Two days after the women’s tennis team finished its most successful season in 12 years, Meghan McMahon ’87 resigned from her position as Yale’s head coach Monday.

She cited her responsibilities to her two young children and her desire to spend more time with them as the motivation behind her decision.

“I hope the team understands,” McMahon said. “I didn’t make the decision because I wanted to leave the team. I made the decision because I had to be with my family.”

McMahon coached the Bulldogs for seven seasons, guiding the team to an 82-52 record. This year’s team finished second in the Ivy League with a 6-1 record.
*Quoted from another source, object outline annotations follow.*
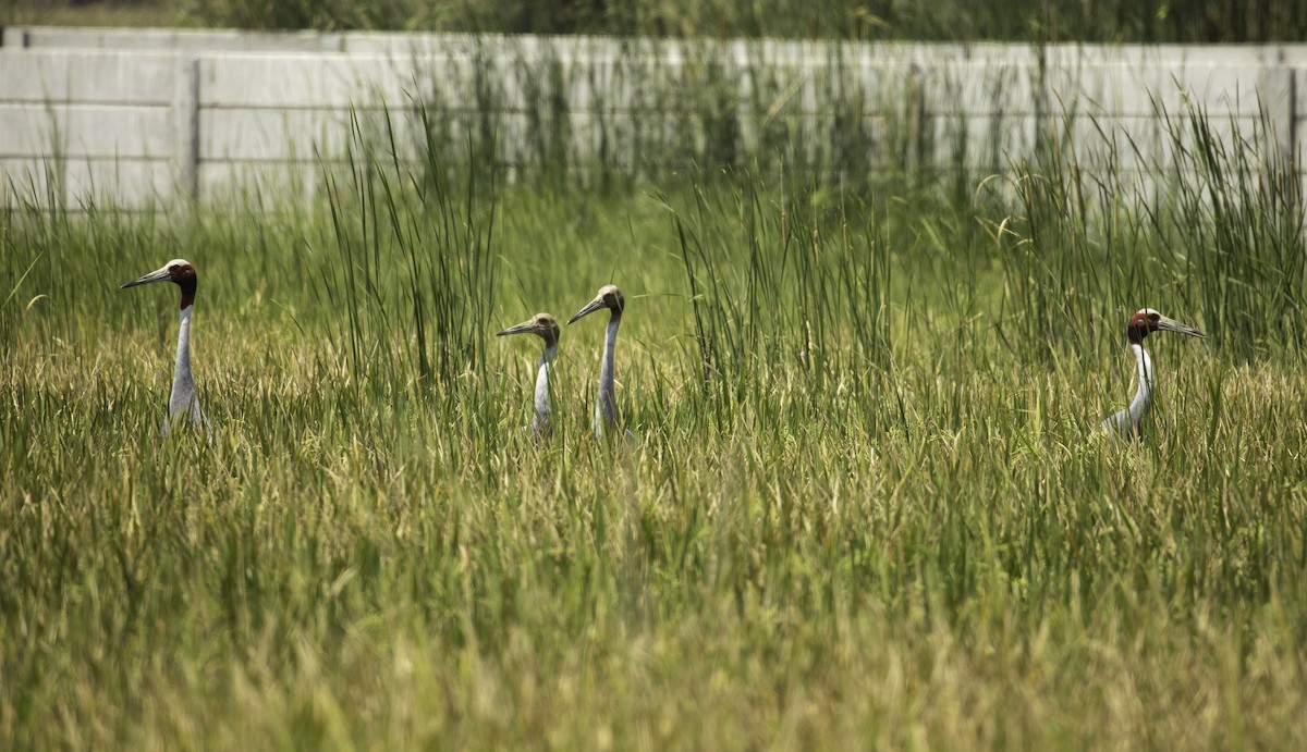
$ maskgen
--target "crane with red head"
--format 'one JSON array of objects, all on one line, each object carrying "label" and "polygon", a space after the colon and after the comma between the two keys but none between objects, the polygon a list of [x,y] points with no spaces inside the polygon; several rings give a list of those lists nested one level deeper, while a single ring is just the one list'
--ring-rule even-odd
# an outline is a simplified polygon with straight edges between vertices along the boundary
[{"label": "crane with red head", "polygon": [[1151,308],[1142,308],[1134,316],[1131,316],[1125,333],[1131,341],[1131,351],[1134,352],[1140,385],[1128,407],[1117,410],[1111,418],[1103,420],[1100,430],[1110,436],[1120,439],[1133,439],[1137,436],[1140,423],[1148,415],[1149,406],[1153,403],[1153,359],[1149,358],[1148,350],[1144,349],[1144,338],[1153,332],[1175,332],[1176,334],[1197,337],[1199,339],[1206,338],[1206,334],[1193,326],[1167,319]]},{"label": "crane with red head", "polygon": [[195,266],[184,258],[174,258],[162,268],[123,285],[123,290],[150,282],[171,282],[182,290],[182,313],[176,332],[176,364],[173,368],[173,394],[167,401],[163,433],[167,435],[169,427],[175,426],[179,420],[208,428],[209,423],[200,410],[200,397],[195,392],[195,379],[191,376],[191,313],[195,311],[195,291],[199,286]]}]

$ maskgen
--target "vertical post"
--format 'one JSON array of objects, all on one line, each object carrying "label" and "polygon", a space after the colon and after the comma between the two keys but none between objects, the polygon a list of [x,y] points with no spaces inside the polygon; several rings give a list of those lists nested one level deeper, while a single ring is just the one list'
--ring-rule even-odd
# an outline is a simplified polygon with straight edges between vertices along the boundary
[{"label": "vertical post", "polygon": [[174,196],[200,198],[200,61],[176,56],[173,85],[173,183]]},{"label": "vertical post", "polygon": [[13,47],[14,50],[27,46],[27,30],[22,26],[4,26],[0,29],[0,47]]},{"label": "vertical post", "polygon": [[1256,97],[1260,115],[1266,127],[1266,140],[1274,144],[1276,155],[1281,159],[1291,159],[1294,155],[1294,127],[1297,125],[1297,112],[1294,112],[1294,72],[1293,68],[1281,63],[1266,63],[1257,74]]}]

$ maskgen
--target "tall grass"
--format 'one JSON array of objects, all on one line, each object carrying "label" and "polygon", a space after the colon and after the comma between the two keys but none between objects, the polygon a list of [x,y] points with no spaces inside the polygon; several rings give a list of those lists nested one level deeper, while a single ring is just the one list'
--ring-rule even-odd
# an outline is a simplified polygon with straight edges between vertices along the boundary
[{"label": "tall grass", "polygon": [[[311,210],[0,214],[8,747],[1302,745],[1297,312],[1222,266],[1300,198],[1189,201],[1255,137],[1157,192],[1050,148],[1008,201],[395,133]],[[116,289],[179,255],[212,445],[158,439],[176,291]],[[637,440],[588,436],[587,319],[535,445],[493,333],[606,282]],[[1145,304],[1214,337],[1149,339],[1149,441],[1086,440]]]},{"label": "tall grass", "polygon": [[1235,0],[1073,3],[1068,0],[928,4],[661,0],[538,4],[514,0],[191,4],[208,25],[247,29],[431,29],[508,34],[656,37],[782,37],[838,39],[1002,39],[1029,42],[1247,43],[1297,40],[1304,31],[1293,4]]}]

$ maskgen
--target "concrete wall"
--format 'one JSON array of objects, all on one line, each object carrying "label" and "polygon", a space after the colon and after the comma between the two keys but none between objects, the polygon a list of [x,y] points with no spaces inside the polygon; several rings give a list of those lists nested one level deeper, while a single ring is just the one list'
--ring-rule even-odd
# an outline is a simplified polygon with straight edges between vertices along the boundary
[{"label": "concrete wall", "polygon": [[[9,204],[310,193],[352,142],[393,142],[404,159],[429,142],[465,154],[486,128],[508,164],[630,170],[778,154],[827,171],[957,159],[1002,170],[1052,129],[1090,168],[1112,159],[1155,172],[1175,149],[1159,112],[1196,110],[1230,137],[1261,125],[1283,154],[1307,140],[1307,46],[43,27],[5,29],[3,42],[0,201]],[[721,128],[727,154],[710,136]]]}]

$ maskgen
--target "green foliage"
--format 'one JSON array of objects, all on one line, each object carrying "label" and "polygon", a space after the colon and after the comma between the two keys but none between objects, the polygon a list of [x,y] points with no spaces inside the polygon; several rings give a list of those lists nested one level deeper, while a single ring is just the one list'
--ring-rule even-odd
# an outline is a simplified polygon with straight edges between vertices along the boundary
[{"label": "green foliage", "polygon": [[[1055,148],[630,189],[393,133],[310,208],[0,212],[5,747],[1303,745],[1261,140],[1155,192]],[[175,256],[213,444],[158,436],[176,291],[118,289]],[[493,333],[608,282],[635,443],[589,437],[587,319],[535,445],[538,351]],[[1148,341],[1146,441],[1087,439],[1141,306],[1213,337]]]},{"label": "green foliage", "polygon": [[779,37],[1023,42],[1294,42],[1307,34],[1297,3],[1266,0],[221,0],[204,22],[247,29],[430,29],[506,34]]}]

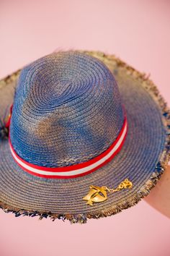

The players were shocked by the announcement but supported and praised their former coach.

“She’s one of the most amazing people I’ve ever met and is the ultimate coach,” Susie Hinker ’02 said. “It’s an enormous loss, not only for the tennis team, but for all of Yale.”

McMahon said she does not know who will replace her, but she is on the search committee for a new coach.

“I promised [the players] I would get them someone competent and caring,” McMahon said. “It won’t be hard because this is one of the best coaching jobs in the country.”

McMahon earned All-Ivy honors three times as a player for the Bulldogs. She was also named Yale’s Most Valuable Player twice. She came back to New Haven in 1994 to take over the head coaching position at Yale.

McMahon quickly found success, improving the team from 8-8 to 12-6 after two seasons. The team has won 11 or more games each of the past four years.

“Meghan has been probably been the most formative influence on me so far at Yale,” Andrea Goldberg ’02 said. “I have learned more from her about dignity, class, sportsmanship, and how to compete than I have from anyone.”